In spite of being clearly drawn towards social causes, she was not a ‘joiner,’ as I have mentioned already in the first post. She seemed instead to be ‘a loner whom events pressed for commitment’ but ‘her real commitment’ was ‘on canvas and not in cabals or on committees.’[1]
From 1936 until the end of 1941, she ‘had lived with two different men, [and] had a son by each.’ Her explanation for why her life was ‘so out of hand . . . was her complete devotion to her art. She consciously created her art; the rest of her life just happened.’[2] Her relationships with men were hardly ideal. When Spanish Harlem was her home, she lived with Sam Brody, who was ‘[s]elfish and quarrelsome’ and even ‘sometimes violent.’ Her relationship with Hartley, her second son by Sam, was ‘complex and difficult’ for the next seventeen years.[3]
But more difficult even than all that, by her own account, was ‘living with the selfishness that painting demanded.’[4] She said that ‘to be an artist, one must have the will of the devil.’[5] Those who knew her described her as having a ‘tremendous ego,’ and beneath her ‘marked sweetness’ lurked undertones of ‘unpleasantness and a touch of paranoia.’[6] In summary, ‘She was becoming, to some, intolerably self-centred.’[7] In a commentary on her painting Benny and Mary Ellen Andrews, the adjective ‘narcissistic’ creeps into the mix.[8]
It’s not looking good on the basis of this, neither for her quality of life nor the nature of her character.
The Mental Health cost
Possibly the worst of it was the impact of all this on her mental health. Santillana, her first child, died two weeks before her first birthday. Isabella, or as Carlos preferred to call her, Isabetta, was lost to her along with Carlos when they split.
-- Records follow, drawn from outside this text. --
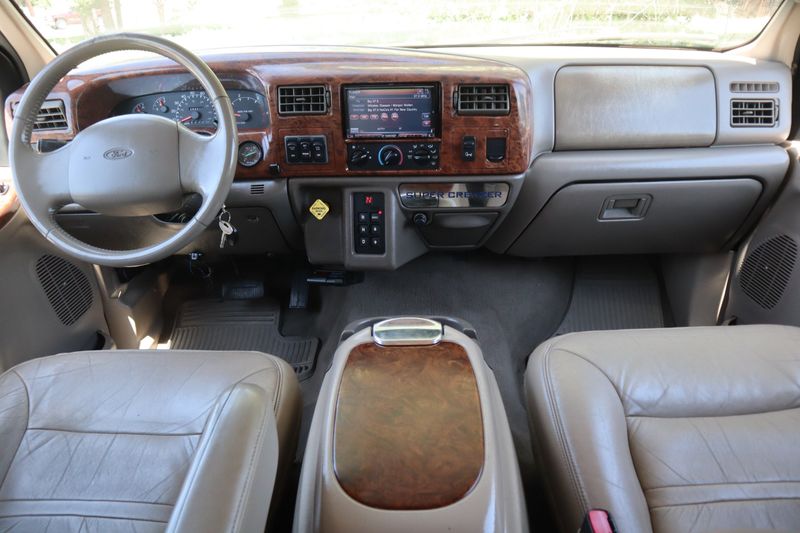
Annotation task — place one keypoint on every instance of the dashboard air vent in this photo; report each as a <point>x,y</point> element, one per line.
<point>754,113</point>
<point>302,100</point>
<point>51,116</point>
<point>482,100</point>
<point>755,87</point>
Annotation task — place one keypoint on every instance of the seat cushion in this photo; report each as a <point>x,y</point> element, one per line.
<point>144,440</point>
<point>671,430</point>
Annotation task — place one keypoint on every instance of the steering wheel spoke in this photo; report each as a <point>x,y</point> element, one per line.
<point>43,181</point>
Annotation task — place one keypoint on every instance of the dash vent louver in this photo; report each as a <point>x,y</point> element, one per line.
<point>67,288</point>
<point>766,270</point>
<point>754,113</point>
<point>303,100</point>
<point>51,117</point>
<point>482,100</point>
<point>755,87</point>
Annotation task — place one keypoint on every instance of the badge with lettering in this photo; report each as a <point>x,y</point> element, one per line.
<point>319,209</point>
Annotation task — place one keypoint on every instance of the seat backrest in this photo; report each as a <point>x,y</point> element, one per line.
<point>694,429</point>
<point>124,440</point>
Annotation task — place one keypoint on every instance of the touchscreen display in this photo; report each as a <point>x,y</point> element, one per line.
<point>389,112</point>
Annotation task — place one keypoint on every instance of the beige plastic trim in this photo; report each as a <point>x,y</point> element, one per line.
<point>101,164</point>
<point>496,503</point>
<point>634,106</point>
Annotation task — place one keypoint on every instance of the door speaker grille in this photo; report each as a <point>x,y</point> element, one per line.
<point>767,270</point>
<point>67,288</point>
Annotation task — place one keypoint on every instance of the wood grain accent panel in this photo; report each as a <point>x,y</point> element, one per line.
<point>408,431</point>
<point>91,95</point>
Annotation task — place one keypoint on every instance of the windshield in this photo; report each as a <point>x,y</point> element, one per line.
<point>207,24</point>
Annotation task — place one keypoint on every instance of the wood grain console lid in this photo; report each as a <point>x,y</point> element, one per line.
<point>408,428</point>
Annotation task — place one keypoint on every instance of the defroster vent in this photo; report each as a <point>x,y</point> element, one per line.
<point>67,288</point>
<point>766,270</point>
<point>482,100</point>
<point>302,100</point>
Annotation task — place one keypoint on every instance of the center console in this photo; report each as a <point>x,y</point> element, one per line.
<point>409,434</point>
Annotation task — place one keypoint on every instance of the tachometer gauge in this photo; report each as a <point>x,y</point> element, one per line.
<point>250,154</point>
<point>244,108</point>
<point>195,109</point>
<point>160,105</point>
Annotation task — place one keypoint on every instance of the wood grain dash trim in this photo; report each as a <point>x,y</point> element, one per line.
<point>408,430</point>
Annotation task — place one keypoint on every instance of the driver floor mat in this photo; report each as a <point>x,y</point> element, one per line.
<point>241,325</point>
<point>614,293</point>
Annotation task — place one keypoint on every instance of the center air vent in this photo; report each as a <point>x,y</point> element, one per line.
<point>302,100</point>
<point>754,113</point>
<point>482,100</point>
<point>51,116</point>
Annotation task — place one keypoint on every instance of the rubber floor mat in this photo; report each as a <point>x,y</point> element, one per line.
<point>241,325</point>
<point>614,294</point>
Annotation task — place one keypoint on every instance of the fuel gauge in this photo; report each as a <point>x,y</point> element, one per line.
<point>250,154</point>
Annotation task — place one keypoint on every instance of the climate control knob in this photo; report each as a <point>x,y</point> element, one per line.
<point>390,156</point>
<point>359,157</point>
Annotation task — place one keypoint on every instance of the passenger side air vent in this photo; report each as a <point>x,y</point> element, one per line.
<point>482,100</point>
<point>754,113</point>
<point>767,270</point>
<point>303,100</point>
<point>66,287</point>
<point>755,87</point>
<point>51,116</point>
When she was asked once, later in life, what caused her breakdown, she did not mention any of that:[9]
… But when she was honest with herself, she was able to admit that she had reached the point when she was no longer able to cope with the demands made on her by her passion for painting, her love of Carlos, her guilt over her children, and her dread of the future.
Moreover,[10] ‘It was in her mother’s home that she was made to feel irresponsible and selfish for wanting to paint.’
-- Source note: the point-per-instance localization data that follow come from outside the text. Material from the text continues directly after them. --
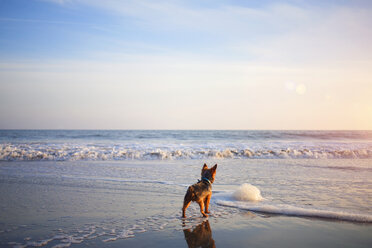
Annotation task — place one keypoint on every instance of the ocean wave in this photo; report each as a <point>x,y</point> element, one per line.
<point>65,152</point>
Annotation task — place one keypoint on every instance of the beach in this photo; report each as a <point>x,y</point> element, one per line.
<point>305,202</point>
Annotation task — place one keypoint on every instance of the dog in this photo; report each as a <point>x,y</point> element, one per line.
<point>201,191</point>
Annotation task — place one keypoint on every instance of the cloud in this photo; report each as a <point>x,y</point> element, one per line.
<point>281,32</point>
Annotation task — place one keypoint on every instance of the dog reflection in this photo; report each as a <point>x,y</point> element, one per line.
<point>200,236</point>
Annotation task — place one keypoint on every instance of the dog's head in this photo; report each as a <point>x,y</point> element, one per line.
<point>210,174</point>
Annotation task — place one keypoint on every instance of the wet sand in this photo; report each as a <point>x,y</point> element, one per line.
<point>49,210</point>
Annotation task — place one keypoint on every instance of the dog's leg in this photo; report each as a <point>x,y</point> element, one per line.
<point>206,202</point>
<point>186,204</point>
<point>186,201</point>
<point>201,205</point>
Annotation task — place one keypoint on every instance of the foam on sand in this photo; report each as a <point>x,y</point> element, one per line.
<point>248,197</point>
<point>299,211</point>
<point>247,192</point>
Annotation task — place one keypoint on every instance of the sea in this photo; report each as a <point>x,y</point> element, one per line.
<point>79,188</point>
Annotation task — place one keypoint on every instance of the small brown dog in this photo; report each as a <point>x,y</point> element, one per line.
<point>201,192</point>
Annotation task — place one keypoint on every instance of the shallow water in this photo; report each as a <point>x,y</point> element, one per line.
<point>91,203</point>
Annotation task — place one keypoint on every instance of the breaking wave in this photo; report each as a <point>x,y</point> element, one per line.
<point>65,152</point>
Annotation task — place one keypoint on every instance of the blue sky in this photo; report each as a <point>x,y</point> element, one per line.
<point>185,64</point>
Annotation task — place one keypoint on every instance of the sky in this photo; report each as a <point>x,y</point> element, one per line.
<point>205,64</point>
Perhaps not surprisingly, given the attitudes of the time both to women and to art, in the mental hospital, [11] ‘Whatever their technical diagnosis, they would not let her draw or paint. Instead, they wanted her to sew.’
And this is the point where I think we get at least a pointer towards the true nature of the issue here:[12]
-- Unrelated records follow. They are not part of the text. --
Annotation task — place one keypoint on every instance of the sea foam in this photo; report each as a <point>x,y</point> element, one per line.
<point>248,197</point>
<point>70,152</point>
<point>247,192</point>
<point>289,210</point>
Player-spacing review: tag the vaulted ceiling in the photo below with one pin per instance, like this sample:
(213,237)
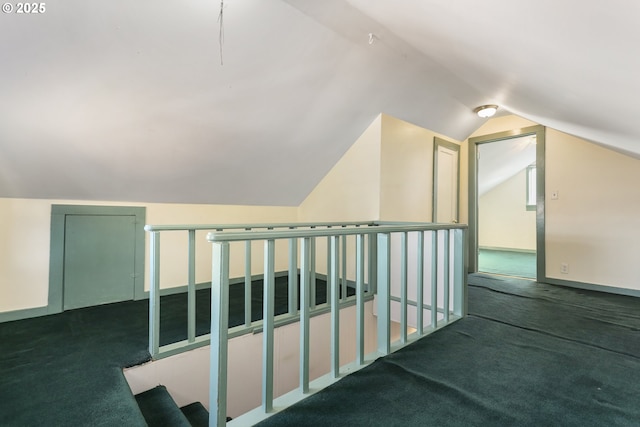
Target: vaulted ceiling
(154,101)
. . . by denying her art, her psychiatrists denied a part of her.
. . . Would her treatment have been different if one of her psychiatrists had penetrated to her soul and there discovered a need for painting so great that it had consumed most of the rest of her identity?
If this description is true, what exactly does it imply?
I am currently revisiting the life and art of van Gogh. The biography by Naifeh and White Smith suggests a more disturbingly intense but not dissimilar combination of factors: most pertinent here would be his mental instability, his fractious relationships with others and in the last quarter of his life the possibility that a complete and unqualified devotion to his art gave him at least in part the fulfilment he had been yearning for all his life, even though its true value went unrecognised in his lifetime.
And that last point, a dearth of recognition, was also true for Neel over many decades. She did at least live long enough, though, to earn respect as an artist before she died.
During the peak of her breakdown she contemplated suicide. What helped her transcend that darkness? Her art:[13]
. . . Alice decided, sometime in the spring of 1931, not to die. Virginia Woolf found no reason to live; Alice did.… Alice stumbled again onto art. She credited the rediscovery with saving her life.
It was not an easy path back to her vocation, but she trod it successfully:[14]
. . . .at the time she started to draw again, Alice was incontinent. But she had to learn to hold her bladder long enough to execute a drawing. It was torture, but she imposed this first of many disciplines upon herself in order to do art. From that point on, she decided to get well.
In perhaps a similar way to van Gogh, her art was her most constructive way of connecting with life: in her case, this was with mainly people:[15] ‘Alice Neel once said that, for her, painting was a way of reducing the distance between herself and others, and the world around her. It enabled her to express a deeper sense of experience: [16] ‘Neel repeatedly described the absolute necessity of visualising an inner sensation, and inner reality, as the motivation for her tireless productivity as an artist.’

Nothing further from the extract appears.